From 8eb1504c3338b21be557e7340f68c9e5394b1cf2 Mon Sep 17 00:00:00 2001
From: Andrey Kiselev <dron@ak4719.spb.edu>
Date: Sun, 19 Sep 2004 10:08:38 +0000
Subject: [PATCH] Several buffer overruns fixed, as noted by Chris Evans.

---
 libtiff/tif_luv.c     | 10 +++++-----
 libtiff/tif_next.c    |  6 ++++--
 libtiff/tif_thunder.c |  8 +++++---
 3 files changed, 14 insertions(+), 10 deletions(-)

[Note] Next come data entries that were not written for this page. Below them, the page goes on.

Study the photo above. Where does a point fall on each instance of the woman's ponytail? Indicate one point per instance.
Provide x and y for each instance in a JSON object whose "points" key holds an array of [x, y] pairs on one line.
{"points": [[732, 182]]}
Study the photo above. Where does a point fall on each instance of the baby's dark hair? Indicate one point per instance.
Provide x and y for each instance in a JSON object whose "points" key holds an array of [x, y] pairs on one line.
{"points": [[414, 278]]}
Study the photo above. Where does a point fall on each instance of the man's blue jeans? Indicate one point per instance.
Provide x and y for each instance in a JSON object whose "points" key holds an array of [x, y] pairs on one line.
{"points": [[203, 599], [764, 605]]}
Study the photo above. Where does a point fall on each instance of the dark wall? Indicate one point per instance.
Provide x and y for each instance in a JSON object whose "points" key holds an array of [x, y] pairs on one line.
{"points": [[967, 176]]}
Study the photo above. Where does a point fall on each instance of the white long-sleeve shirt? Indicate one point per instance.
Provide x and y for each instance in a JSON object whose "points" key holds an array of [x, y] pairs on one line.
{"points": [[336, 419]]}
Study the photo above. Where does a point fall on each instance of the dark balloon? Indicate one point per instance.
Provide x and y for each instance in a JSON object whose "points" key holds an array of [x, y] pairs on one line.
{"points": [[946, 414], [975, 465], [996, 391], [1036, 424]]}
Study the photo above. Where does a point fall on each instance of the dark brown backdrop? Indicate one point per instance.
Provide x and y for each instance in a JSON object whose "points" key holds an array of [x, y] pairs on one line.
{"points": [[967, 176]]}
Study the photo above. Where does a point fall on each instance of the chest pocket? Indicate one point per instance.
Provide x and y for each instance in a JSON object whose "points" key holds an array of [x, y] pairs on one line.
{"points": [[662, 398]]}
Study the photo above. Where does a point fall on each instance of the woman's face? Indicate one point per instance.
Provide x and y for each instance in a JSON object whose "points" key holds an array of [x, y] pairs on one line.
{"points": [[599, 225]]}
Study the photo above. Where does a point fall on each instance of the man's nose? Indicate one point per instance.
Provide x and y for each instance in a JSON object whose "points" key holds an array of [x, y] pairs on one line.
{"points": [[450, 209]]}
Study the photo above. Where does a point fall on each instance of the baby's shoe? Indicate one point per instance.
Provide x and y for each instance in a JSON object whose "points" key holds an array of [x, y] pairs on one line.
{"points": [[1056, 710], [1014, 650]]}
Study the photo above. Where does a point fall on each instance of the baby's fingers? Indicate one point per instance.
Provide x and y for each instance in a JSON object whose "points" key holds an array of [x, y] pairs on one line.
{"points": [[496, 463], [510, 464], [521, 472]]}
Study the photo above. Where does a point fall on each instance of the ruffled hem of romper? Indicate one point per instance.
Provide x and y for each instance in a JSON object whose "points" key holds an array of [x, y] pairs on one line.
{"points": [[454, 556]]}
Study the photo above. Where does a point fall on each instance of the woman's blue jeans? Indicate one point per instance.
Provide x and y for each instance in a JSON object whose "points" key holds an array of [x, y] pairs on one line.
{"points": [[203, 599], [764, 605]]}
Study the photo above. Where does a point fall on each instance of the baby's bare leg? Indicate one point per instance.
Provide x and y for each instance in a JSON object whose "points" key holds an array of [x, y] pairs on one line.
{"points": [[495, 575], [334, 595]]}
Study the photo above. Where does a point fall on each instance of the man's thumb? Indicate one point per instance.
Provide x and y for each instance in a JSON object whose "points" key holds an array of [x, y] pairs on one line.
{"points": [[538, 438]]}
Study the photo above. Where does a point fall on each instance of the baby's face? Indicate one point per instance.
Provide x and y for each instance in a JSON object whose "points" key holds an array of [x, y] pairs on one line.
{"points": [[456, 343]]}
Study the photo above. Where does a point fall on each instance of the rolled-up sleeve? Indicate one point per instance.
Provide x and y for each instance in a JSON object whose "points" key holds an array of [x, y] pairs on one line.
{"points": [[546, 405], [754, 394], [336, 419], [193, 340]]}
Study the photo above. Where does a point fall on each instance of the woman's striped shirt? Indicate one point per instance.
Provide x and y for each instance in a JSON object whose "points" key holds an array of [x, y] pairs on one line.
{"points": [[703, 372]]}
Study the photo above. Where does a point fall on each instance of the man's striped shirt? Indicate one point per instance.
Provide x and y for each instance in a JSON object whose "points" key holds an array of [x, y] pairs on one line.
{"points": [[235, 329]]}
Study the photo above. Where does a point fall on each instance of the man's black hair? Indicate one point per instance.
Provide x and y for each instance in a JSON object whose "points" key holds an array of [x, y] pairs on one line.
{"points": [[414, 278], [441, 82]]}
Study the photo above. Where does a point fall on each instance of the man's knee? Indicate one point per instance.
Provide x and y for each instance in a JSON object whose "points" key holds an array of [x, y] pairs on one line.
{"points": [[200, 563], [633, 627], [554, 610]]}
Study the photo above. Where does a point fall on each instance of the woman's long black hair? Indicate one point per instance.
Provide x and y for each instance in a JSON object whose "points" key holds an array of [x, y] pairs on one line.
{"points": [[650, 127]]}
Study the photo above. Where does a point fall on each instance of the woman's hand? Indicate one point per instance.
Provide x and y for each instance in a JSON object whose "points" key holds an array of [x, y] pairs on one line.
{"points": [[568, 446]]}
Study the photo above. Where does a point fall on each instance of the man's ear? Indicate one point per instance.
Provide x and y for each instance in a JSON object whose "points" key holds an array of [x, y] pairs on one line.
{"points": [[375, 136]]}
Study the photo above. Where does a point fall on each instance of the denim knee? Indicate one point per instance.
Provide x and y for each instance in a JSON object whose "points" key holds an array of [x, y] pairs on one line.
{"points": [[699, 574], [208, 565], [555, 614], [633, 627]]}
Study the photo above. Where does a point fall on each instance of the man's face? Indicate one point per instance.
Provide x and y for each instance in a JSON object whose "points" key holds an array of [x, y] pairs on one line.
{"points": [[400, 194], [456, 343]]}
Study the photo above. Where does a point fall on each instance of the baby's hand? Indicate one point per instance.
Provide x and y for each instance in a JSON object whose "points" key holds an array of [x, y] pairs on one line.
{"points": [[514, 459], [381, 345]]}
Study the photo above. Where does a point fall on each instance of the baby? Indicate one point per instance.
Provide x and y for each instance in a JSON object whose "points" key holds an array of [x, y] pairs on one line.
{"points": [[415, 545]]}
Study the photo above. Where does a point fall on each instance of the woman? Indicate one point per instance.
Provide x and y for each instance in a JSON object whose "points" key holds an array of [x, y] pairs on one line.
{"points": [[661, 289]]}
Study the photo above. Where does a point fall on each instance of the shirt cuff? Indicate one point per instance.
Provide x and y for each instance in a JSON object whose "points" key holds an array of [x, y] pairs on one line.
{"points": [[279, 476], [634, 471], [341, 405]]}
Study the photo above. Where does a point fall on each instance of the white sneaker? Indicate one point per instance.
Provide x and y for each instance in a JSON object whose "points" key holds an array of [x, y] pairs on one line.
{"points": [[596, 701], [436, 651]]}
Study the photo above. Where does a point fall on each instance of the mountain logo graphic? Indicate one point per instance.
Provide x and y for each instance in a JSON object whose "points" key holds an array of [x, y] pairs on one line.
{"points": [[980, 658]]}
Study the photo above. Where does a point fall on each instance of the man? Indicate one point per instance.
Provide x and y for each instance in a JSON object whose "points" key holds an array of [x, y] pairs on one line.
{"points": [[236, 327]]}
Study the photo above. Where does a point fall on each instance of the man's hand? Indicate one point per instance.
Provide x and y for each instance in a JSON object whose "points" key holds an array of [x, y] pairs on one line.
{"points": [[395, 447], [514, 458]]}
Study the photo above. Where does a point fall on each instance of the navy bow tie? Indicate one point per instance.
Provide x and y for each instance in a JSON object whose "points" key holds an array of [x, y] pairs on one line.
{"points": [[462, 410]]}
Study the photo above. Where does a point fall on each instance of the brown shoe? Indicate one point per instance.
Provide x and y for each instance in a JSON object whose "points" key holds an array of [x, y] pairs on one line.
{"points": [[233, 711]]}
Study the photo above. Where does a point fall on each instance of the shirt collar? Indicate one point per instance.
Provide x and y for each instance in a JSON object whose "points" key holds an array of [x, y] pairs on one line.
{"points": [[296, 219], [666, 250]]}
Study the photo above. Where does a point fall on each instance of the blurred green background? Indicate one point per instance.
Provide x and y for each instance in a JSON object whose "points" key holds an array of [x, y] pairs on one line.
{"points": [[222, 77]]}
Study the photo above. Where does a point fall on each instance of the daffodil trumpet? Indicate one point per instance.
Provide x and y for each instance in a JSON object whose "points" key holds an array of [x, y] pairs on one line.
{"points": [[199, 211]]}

diff --git a/libtiff/tif_luv.c b/libtiff/tif_luv.c
index 60487e07..f36eb784 100644
--- a/libtiff/tif_luv.c
+++ b/libtiff/tif_luv.c
@@ -1,4 +1,4 @@
-/* $Id: tif_luv.c,v 1.10 2004-09-14 06:02:56 dron Exp $ */
+/* $Id: tif_luv.c,v 1.11 2004-09-19 10:08:38 dron Exp $ */
 
 /*
  * Copyright (c) 1997 Greg Ward Larson
@@ -214,11 +214,11 @@ LogL16Decode(TIFF* tif, tidata_t op, tsize_t occ, tsample_t s)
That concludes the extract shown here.